Summers quickly produced a statement of his own. “Invitations to Harvard departments are commonly extended by those departments,” it began. His language was awkward, the tense passive, because the intent of the sentence was to remind the reader that he had nothing to do with inviting Paulin—just as he'd wanted people to know that he'd had nothing to do with Zayed Yasin.

Summers continued, “We are ultimately stronger as a university if we together maintain our robust commitment to free expression, including the freedom of groups on campus to invite speakers with controversial views, sometimes views that many members of our community find abhorrent…

“On another occasion, I have made clear my concerns about speech that may be viewed as lending comfort to anti-Semitism.”

That was a subtle piece of historical revisionism. In his Morning Prayers remarks, Summers had not warned about speech that might be “lending comfort to anti-Semitism”—he had decried speech that he considered anti-Semitic. The new formulation soft-pedaled his original argument.

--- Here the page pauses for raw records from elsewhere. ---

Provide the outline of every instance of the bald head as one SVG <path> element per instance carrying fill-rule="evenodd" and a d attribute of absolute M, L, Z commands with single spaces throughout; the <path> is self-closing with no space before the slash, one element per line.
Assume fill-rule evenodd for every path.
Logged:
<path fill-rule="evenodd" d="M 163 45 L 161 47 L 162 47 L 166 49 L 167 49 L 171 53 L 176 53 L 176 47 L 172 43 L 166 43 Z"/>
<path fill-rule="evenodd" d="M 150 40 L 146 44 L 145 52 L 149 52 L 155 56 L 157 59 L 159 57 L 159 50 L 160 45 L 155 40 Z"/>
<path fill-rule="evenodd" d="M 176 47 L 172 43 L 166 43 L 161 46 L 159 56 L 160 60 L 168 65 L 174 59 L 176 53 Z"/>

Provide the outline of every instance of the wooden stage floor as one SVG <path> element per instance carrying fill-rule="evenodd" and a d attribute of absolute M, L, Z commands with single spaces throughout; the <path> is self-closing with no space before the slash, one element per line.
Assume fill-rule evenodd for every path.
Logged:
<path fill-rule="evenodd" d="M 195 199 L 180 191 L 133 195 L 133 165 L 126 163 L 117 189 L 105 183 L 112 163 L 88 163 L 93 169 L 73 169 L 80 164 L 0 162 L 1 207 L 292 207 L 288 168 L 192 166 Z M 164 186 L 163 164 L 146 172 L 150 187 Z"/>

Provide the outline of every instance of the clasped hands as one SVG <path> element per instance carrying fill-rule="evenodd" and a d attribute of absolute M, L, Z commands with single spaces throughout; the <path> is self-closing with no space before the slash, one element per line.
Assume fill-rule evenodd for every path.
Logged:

“I hope,” Summers said, “that people who choose to attend the planned reading will respect the rights of those who wish to hear the speaker. And I hope that people with differing points of view will feel free to air them in responsible ways.”

The differences between Neil Rudenstine's statement regarding Jiang Zemin and Larry Summers' on Tom Paulin were subtle but significant. For Rudenstine, a controversial speaker represented the kind of educational experience that brought people to Harvard in the first place. Summers was more pragmatic. For him, such incidents were something to be tolerated, because universities needed to be tolerant places, but ultimately they were a distraction from the work of the university, rather than
being
an important part of a university education. Readers of Summers' statements would have no difficulty discerning how the president really felt about controversial speakers coming to Harvard.

In the end, Tom Paulin never did come. After finishing his sabbatical at Columbia, he returned to Oxford to write and teach. Declining an interview request, he said, “I wouldn't speak about
Ulysses
now.” But in January 2003, Paulin did publish a poem that appeared to be in response to the Harvard incident. Called “On Being Dealt the Anti-Semitic Card,” it included the lines:

the programme though

of saying Israel's critics

are tout court anti-semitic

is designed daily by some schmuck

to make you shut the fuck up

The episode was an unexpected blessing for Larry Summers. In September he had warned against an anti-Semitism that most people thought did not exist at Harvard—until the English department invited Tom Paulin to speak and made Summers look prophetic. Even better for Summers, Paulin had not actually come to Harvard. Summers got the result that he wanted—the result everyone knew he wanted—without having actually done anything.

Across the campus, however, the perception was that fear of Larry Summers had caused the English department to renege upon and then waffle about an invitation to a controversial speaker. Fear of Summers had become so great that the president had only to suggest his displeasure and professors flinched.

The perception of power is power, and after the Tom Paulin affair, Larry Summers was a more powerful president than he had been before it.

 

His popularity, however, was another matter.

Barely a year and a half into Larry Summers' presidency, there was already hopeful talk among faculty members and administrators that he would not stay long. At least two different groups of faculty members convened explicitly to discuss the question of whether Summers could be ousted. Their discussions went nowhere, as the only people who could fire Summers were the members of the Corporation, and they would never do it—after all, they had chosen him. If anything, Summers' relationship with the Corporation was even stronger now that Bob Rubin had become a fellow.